Leisure has an opportunity cost in the sense that when I choose leisure, my opportunity cost is being productive. However that would assume that I lay idle doing absolutely nothing. If I go to the movies, go to Walt Disney World, or do anything that involves the exchange of goods and service, I am choosing leisure AND am still participating in the market economy. This is the major difference between the modern decision to choose more leisure than the medieval days. In times past, leisure was not only scarce, but it was less likely to involve any market participation.

Distinguish between debt and equity capital and how differing levels of each mean different levels of reward for that average owner of each
Debt and equity capital are very easy to distinguished.

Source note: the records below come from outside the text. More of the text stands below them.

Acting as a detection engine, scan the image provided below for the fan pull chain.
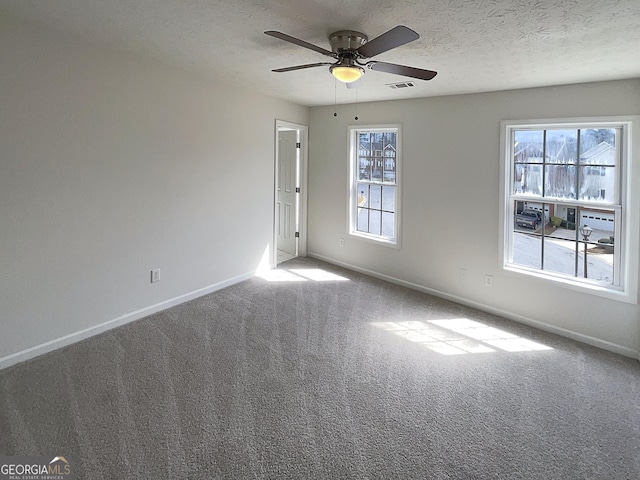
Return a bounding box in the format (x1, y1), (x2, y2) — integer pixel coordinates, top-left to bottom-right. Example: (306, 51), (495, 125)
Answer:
(333, 78), (338, 117)
(353, 88), (358, 120)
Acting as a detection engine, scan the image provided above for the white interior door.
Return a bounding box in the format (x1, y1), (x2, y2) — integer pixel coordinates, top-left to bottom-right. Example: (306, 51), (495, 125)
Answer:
(276, 130), (299, 255)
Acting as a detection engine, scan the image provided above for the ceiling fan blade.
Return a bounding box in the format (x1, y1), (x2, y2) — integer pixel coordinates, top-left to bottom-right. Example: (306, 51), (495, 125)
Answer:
(264, 30), (334, 57)
(358, 25), (420, 58)
(367, 61), (438, 80)
(271, 62), (333, 73)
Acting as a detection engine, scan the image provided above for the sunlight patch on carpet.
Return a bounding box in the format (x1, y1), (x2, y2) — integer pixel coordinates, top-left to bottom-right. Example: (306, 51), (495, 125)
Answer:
(257, 268), (349, 282)
(372, 318), (553, 355)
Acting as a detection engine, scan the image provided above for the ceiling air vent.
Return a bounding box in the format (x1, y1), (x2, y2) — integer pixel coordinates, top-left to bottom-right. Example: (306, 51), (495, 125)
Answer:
(387, 82), (416, 89)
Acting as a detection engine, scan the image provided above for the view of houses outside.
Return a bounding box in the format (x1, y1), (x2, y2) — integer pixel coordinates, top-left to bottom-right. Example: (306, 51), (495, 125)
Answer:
(512, 128), (618, 284)
(356, 131), (397, 238)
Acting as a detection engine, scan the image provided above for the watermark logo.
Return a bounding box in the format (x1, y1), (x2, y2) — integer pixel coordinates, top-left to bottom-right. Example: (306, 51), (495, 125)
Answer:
(0, 455), (73, 480)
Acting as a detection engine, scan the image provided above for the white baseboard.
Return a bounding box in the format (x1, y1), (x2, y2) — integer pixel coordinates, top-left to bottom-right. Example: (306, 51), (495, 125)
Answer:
(0, 272), (256, 370)
(307, 252), (640, 360)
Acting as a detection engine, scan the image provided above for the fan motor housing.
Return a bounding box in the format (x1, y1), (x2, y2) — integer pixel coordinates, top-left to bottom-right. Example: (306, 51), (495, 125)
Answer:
(329, 30), (369, 53)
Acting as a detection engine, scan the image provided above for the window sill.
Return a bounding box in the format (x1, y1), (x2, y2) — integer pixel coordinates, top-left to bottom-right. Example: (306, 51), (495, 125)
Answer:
(349, 232), (400, 249)
(503, 265), (637, 304)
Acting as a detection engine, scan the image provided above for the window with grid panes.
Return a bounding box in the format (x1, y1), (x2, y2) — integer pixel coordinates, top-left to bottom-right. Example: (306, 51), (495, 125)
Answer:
(349, 126), (400, 245)
(502, 119), (636, 300)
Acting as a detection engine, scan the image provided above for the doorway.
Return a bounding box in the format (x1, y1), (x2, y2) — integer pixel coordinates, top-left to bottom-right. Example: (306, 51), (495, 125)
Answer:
(271, 120), (308, 267)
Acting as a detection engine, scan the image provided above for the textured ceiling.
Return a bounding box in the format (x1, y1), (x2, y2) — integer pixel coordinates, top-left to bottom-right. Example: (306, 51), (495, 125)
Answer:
(0, 0), (640, 106)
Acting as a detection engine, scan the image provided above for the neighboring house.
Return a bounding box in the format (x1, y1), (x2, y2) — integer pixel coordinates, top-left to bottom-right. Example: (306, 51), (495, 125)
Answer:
(358, 141), (396, 182)
(580, 142), (616, 203)
(514, 141), (616, 230)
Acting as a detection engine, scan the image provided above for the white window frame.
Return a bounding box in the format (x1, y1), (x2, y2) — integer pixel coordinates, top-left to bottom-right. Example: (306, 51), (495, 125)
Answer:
(499, 116), (640, 304)
(347, 124), (402, 248)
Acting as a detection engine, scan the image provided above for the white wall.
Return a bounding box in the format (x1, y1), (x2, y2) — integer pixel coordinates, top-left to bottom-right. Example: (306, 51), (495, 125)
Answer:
(308, 77), (640, 357)
(0, 16), (308, 367)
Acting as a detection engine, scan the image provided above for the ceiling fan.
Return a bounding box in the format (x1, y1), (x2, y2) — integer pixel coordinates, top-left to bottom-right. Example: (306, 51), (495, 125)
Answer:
(264, 25), (437, 86)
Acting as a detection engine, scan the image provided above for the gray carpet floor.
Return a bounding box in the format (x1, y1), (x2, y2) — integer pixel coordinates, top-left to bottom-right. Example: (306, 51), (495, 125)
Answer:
(0, 258), (640, 480)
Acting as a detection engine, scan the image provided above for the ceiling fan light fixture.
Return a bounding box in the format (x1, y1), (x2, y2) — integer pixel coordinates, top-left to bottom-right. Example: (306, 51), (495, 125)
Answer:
(329, 65), (364, 83)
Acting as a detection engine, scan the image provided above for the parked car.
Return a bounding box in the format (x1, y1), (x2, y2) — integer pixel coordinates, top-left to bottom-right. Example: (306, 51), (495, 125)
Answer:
(516, 208), (542, 229)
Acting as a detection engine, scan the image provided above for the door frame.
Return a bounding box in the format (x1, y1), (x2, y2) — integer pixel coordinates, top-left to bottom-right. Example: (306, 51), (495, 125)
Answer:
(269, 119), (309, 268)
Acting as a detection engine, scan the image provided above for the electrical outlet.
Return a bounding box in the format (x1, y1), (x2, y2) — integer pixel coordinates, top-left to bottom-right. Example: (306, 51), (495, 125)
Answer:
(151, 268), (160, 283)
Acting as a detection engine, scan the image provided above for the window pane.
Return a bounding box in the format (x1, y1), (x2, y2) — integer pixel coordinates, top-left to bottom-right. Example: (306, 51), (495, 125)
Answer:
(382, 212), (395, 237)
(356, 183), (369, 207)
(513, 163), (542, 196)
(545, 130), (578, 163)
(371, 156), (384, 182)
(580, 128), (616, 165)
(382, 186), (396, 212)
(544, 165), (576, 199)
(513, 130), (543, 163)
(578, 209), (615, 284)
(358, 156), (371, 180)
(356, 203), (369, 233)
(369, 210), (382, 235)
(513, 229), (542, 268)
(544, 236), (577, 277)
(512, 201), (542, 268)
(368, 185), (382, 210)
(578, 165), (616, 203)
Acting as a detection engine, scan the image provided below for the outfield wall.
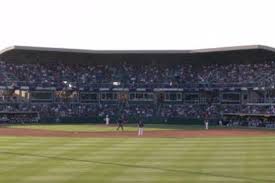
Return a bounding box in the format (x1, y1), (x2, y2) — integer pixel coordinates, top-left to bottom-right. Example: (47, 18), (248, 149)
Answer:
(41, 117), (206, 125)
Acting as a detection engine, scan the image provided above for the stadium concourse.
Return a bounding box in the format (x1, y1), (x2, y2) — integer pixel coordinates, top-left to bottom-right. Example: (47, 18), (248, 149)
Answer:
(0, 45), (275, 128)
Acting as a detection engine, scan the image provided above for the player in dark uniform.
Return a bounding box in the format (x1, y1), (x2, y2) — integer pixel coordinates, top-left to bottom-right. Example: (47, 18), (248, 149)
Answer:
(116, 118), (124, 131)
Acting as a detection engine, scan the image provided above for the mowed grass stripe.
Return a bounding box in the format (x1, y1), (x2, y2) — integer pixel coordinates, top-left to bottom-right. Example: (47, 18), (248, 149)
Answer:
(0, 137), (275, 183)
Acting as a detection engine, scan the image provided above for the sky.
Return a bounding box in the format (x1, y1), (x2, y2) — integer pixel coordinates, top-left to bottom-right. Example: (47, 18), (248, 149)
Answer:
(0, 0), (275, 50)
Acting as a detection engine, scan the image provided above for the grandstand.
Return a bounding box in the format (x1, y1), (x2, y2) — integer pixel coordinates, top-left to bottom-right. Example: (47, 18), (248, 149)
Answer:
(0, 45), (275, 127)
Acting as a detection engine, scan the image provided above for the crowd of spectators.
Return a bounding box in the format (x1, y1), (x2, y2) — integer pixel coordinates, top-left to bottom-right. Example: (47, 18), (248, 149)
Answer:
(0, 62), (275, 87)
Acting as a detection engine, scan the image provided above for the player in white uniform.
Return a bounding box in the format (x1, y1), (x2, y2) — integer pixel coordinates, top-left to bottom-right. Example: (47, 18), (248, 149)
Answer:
(138, 119), (144, 136)
(204, 120), (208, 130)
(105, 115), (110, 125)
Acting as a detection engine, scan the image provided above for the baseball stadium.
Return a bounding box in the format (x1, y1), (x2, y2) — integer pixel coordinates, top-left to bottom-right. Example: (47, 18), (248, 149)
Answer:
(0, 45), (275, 183)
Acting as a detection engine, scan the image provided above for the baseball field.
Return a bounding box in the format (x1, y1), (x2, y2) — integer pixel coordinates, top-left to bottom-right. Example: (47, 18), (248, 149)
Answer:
(0, 125), (275, 183)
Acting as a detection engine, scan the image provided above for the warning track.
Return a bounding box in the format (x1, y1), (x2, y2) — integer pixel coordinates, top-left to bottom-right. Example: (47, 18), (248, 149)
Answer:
(0, 127), (275, 138)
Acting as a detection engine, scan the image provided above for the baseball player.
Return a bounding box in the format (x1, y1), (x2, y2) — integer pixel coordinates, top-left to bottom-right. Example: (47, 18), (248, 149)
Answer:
(116, 118), (124, 131)
(138, 119), (144, 136)
(105, 114), (110, 125)
(204, 119), (208, 130)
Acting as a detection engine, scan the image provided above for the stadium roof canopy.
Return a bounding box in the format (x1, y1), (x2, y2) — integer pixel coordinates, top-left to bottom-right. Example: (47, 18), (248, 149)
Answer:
(0, 45), (275, 64)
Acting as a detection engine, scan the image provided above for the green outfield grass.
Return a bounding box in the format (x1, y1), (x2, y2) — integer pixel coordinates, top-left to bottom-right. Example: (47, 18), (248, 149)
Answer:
(0, 137), (275, 183)
(8, 124), (207, 132)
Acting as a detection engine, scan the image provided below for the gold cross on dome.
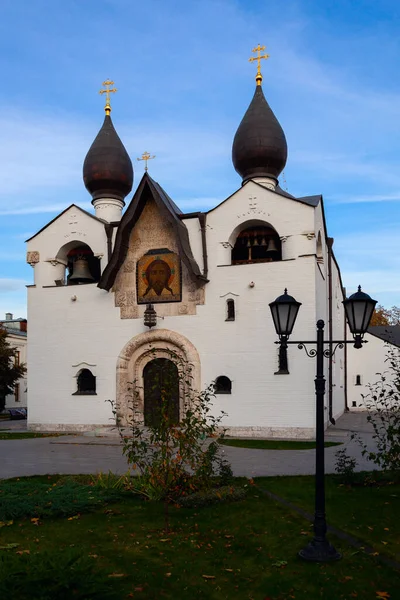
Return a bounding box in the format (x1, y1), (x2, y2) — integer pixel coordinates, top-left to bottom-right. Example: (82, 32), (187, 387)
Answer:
(249, 44), (269, 85)
(99, 79), (118, 115)
(137, 150), (156, 171)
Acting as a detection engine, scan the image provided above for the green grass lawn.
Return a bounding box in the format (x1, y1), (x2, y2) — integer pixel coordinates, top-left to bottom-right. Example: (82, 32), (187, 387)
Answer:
(0, 477), (399, 600)
(0, 430), (70, 440)
(256, 474), (400, 564)
(220, 438), (342, 450)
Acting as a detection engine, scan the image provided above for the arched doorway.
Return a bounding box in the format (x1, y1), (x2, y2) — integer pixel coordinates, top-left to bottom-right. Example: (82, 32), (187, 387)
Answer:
(143, 358), (179, 427)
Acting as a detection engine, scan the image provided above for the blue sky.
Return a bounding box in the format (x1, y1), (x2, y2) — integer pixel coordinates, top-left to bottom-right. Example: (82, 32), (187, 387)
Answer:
(0, 0), (400, 317)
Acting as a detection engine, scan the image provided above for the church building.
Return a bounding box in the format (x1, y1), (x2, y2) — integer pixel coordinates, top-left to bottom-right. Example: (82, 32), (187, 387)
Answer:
(27, 46), (346, 438)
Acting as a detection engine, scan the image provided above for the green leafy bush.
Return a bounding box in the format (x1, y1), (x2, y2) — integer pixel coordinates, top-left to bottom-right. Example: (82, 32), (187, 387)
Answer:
(178, 486), (247, 508)
(335, 448), (357, 483)
(352, 346), (400, 473)
(90, 471), (130, 491)
(0, 478), (123, 521)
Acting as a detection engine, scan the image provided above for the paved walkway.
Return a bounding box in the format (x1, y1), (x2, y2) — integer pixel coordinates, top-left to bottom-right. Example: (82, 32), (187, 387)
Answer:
(0, 412), (374, 479)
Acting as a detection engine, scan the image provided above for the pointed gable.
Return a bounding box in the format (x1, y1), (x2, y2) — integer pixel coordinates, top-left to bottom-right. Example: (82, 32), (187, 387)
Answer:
(98, 172), (206, 291)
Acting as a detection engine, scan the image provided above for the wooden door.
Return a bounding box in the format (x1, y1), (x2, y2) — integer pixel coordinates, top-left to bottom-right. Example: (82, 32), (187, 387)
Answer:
(143, 358), (179, 427)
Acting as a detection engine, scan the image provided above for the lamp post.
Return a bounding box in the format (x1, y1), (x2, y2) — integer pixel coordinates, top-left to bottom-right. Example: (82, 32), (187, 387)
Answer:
(269, 286), (377, 562)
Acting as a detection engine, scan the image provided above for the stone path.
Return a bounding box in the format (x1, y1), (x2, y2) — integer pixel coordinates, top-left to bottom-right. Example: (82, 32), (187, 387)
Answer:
(0, 413), (374, 478)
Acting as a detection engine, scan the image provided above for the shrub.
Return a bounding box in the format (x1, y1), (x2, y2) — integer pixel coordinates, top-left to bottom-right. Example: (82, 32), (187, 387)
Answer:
(352, 347), (400, 472)
(110, 350), (232, 528)
(335, 448), (357, 483)
(178, 486), (247, 508)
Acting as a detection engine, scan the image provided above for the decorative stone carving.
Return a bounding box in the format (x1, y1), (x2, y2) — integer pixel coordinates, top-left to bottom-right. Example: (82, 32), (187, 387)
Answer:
(124, 260), (135, 273)
(116, 329), (201, 425)
(26, 250), (40, 267)
(113, 201), (206, 319)
(64, 231), (86, 239)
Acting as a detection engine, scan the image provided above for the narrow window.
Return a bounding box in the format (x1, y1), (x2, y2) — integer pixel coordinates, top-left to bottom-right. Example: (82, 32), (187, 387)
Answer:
(75, 369), (96, 395)
(214, 375), (232, 394)
(225, 300), (235, 321)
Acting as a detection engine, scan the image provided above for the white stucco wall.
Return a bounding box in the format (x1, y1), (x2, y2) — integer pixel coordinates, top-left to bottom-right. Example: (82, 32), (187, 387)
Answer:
(28, 182), (346, 437)
(347, 333), (399, 411)
(5, 333), (28, 410)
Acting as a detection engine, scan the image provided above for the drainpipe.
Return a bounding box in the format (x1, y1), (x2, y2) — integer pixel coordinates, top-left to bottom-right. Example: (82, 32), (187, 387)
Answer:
(343, 288), (349, 412)
(199, 213), (208, 279)
(326, 238), (335, 425)
(104, 223), (114, 263)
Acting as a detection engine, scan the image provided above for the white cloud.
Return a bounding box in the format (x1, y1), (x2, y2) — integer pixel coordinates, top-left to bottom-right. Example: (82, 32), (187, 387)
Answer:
(0, 278), (29, 293)
(330, 192), (400, 204)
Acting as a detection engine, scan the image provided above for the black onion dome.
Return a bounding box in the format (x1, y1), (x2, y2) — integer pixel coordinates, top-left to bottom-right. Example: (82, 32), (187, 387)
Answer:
(232, 85), (287, 183)
(83, 114), (133, 202)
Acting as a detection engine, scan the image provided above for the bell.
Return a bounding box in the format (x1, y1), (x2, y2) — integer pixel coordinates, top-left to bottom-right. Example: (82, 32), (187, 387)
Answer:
(69, 255), (94, 283)
(267, 238), (278, 252)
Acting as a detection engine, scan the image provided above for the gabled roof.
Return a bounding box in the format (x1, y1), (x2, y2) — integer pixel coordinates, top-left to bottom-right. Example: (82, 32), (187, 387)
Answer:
(25, 204), (107, 242)
(368, 325), (400, 347)
(98, 172), (207, 290)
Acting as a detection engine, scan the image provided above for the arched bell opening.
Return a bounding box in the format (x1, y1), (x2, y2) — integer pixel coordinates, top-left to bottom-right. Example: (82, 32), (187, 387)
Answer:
(232, 225), (282, 265)
(55, 240), (101, 285)
(73, 369), (96, 396)
(214, 375), (232, 394)
(67, 244), (100, 285)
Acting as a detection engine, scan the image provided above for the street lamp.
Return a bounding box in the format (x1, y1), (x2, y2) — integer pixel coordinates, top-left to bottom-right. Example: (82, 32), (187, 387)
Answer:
(269, 286), (377, 562)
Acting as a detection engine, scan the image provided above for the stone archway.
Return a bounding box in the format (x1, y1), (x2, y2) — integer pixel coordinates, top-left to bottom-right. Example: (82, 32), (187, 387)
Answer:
(116, 329), (201, 425)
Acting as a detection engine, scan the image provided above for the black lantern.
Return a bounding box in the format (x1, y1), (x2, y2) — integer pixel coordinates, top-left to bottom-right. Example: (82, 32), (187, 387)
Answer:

With debt capital you are OWED something. With equity capital you OWN something. If I hold debt I am owed money that I have previously loaned out, as well as any interest borne on the loan. This can be in the form of a bond, t-bill, promissory note, etc. It is usually set on a time schedule, and my interest return will generally not fluctuate too severely, depending on the type of debt I hold. The risk I assume is not being paid back my money if the borrower defaults, e.g. a company is liquidated and cannot repay its bonds. The higher the credit rating, the lower the potential risk and reward. The lower the credit rating, the higher the potential risk and reward. 

With equity capital, I own a stake in a company. As the company grows, my stake grows, as well as the value of that stake. My potential upside is virtually limitless, and my potential downside is the value of my stake going to zero. Reward and risk is not as quantifiable when dealing with equities, largely because equity prices can be misrepresented due to such things investor emotion or government intervention. Reward and risk is comparable to the debt market in some respects, that is to say the more established the company, the less risk/reward and vice versa.


What is scarcity and why does it exist?  Furthermore, how is it measured?
Scarcity is the problem of the wants and needs and humans as they relate to finite resources. Scarcity exists because, like life itself, all resources, goods, services are finite. Scarcity is measured by prices set according to the supply of and the demand for the finite resources.